Den Angaben vom Mittwoch zufolge ging der Umsatz nur leicht um drei Prozent auf 26,1 Milliarden Euro im ersten Quartal dieses Jahres zurück. Dagegen schrumpfte der Gewinn deutlich. Die 917 Millionen Euro in den ersten drei Monaten 2013 bedeuteten einen nur halb so großen Profit wie noch vor einem Jahr. Aus diesem Grund wird der Gewinn vor Zinsen und Steuern bei Daimler im laufenden Geschäftsjahr hinter dem des Vorjahres zurückbleiben, erklärte das Unternehmen. Nach Angaben von Daimler-Chef Dieter Zetsche haben viele Märkte konjunkturell eine schlechtere Entwicklung hingelegt als zu erwarten war. Bereits im Herbst des vorigen Jahres gab es eine Korrektur der Ergebnisprognose bei Daimler.

Rendite bei Mercedes-Bentz deutlich geschrumpft

Die Gründe für den Gewinnrückgang bei Daimler sind vielfältig. So sind es einerseits die schwachen Nachfragen in Westeuropa sowie andererseits die ebenso zurückgehenden Verkaufszahlen auf dem wichtigen Automarkt China, die Daimler zusetzen. Dies macht sich auch an der Rendite von Mercedes-Benz deutlich, der wichtigsten Marke des Konzerns. Auch wenn in den ersten drei Monaten dieses Jahres mehr Autos verkauft wurden als im ersten Quartal 2012, so lag die operative Rendite bei lediglich 3,3 Prozent – nach 8,2 Prozent vor einem Jahr.

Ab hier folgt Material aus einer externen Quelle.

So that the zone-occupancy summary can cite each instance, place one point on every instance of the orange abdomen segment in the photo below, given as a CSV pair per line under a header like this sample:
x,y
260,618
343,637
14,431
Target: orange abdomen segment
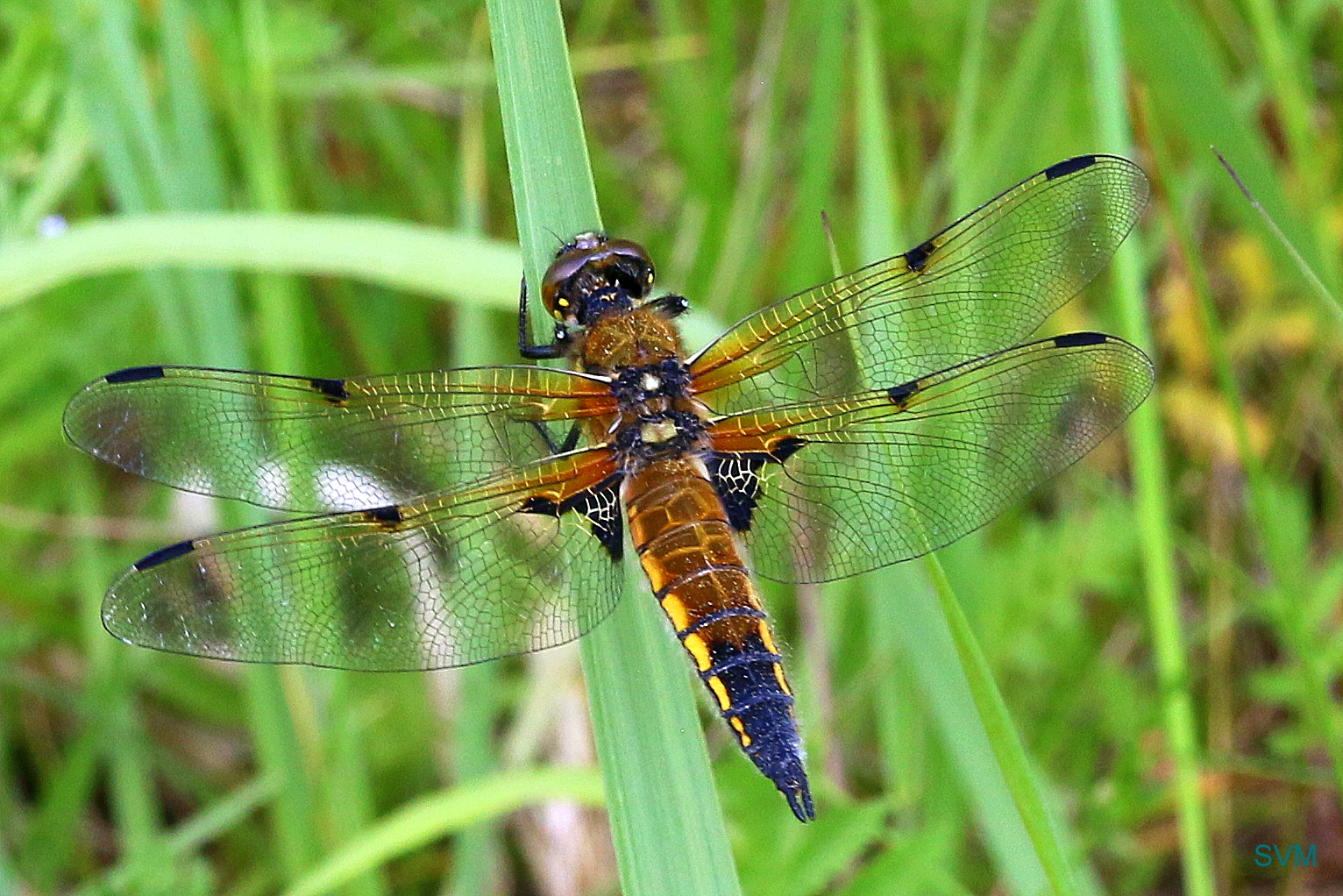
x,y
686,544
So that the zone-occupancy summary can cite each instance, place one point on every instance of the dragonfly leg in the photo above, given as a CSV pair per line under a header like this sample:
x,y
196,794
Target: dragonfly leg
x,y
559,345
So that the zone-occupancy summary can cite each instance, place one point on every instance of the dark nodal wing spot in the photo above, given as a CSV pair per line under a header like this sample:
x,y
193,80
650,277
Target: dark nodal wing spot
x,y
901,394
918,257
164,555
332,388
787,448
536,504
1073,340
1069,166
134,373
388,516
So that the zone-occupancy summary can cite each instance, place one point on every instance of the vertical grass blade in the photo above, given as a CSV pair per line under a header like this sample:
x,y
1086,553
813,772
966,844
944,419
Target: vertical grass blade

Daimler Quartalszahlen 2013

Analysten rechnen mit Gewinn von 7,3 Millionen Euro

Noch vor zwei Monaten war Daimler davon ausgegangen, den Gewinn aus dem Vorjahr – 8,1 Milliarden Euro – auch in diesem Jahr zu erreichen. Diese Prognose wurde nun aber einkassiert, ohne dass konkrete Zahlen genannt worden sind von dem Autobauer. Analysten gehen aktuell im Schnitt davon aus, dass es insgesamt leichte Umsatzzuwächse bei Daimler 2013 geben wird. Das Ergebnis vor Zinsen und Steuern soll allerdings demnach nur bei rund 7,3 Milliarden Euro liegen, so die Einschätzungen.